Víctor comenzó a entender muchas cosas. Entendía por qué siempre le decían que no podía hacer muchas cosas que los demás niños sí hacían, como jugar al fútbol o montar en monopatín; entendía por qué notaba algo raro en la mirada del resto de niños. Hace aproximadamente dos meses llegó al colegio y vio cómo todos los alumnos lo miraban con cara de sorpresa. Esa sorpresa era fruto de la admiración en unos y del miedo en otros: asombro en los que pensaban que había resucitado, y que ese milagro sólo estaba al alcance del altísimo y de nadie más; y miedo en los que no entendían cómo podían estar viendo allí con vida al niño que pocos días antes habían visto dentro de un ataúd.
Su amigo Paco, que no se separaba de él y que era el único de sus amigos que era consciente de todo desde el principio porque los padres de su amigo se lo contaron y le encomendaron la tarea de protegerlo, tenía miedo de que al conocer la noticia su camarada reaccionara con desánimo y dejara de ser el niño feliz de siempre o, lo que aún era peor, que la persona que compartía cada momento de su vida perdiera las ganas de vivir o dejara de encontrarle sentido a la vida de esa manera.

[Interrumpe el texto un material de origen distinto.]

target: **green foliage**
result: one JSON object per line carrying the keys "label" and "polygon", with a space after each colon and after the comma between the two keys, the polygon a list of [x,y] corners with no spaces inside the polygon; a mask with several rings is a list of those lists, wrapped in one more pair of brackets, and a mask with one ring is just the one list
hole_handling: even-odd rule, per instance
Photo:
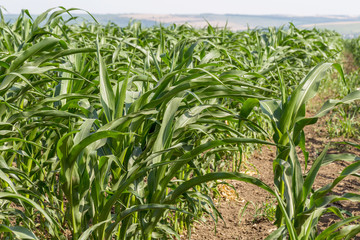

Cuando terminaron de contarle la historia a Víctor, sus padres comenzaron a llorar temerosos de volver a perder a su hijo de nuevo, y le pidieron que les diera un fuerte abrazo. Tímido, tembloroso, el pequeño se acercó a sus padres, a aquellas personas que no eran como él, pero a los que debía su existencia. Tanta emoción y amor hubo en aquel abrazo que algo mágico pareció ocurrir; el tiempo pareció retroceder hasta un momento indefinido, años atrás, en aquella misma sala, donde Víctor y sus padres solían intercambiar caricias y abrazos cotidianos. Paco sonrió. Su amigo había vuelto definitivamente, aunque seguramente no volverían a jugar al fútbol.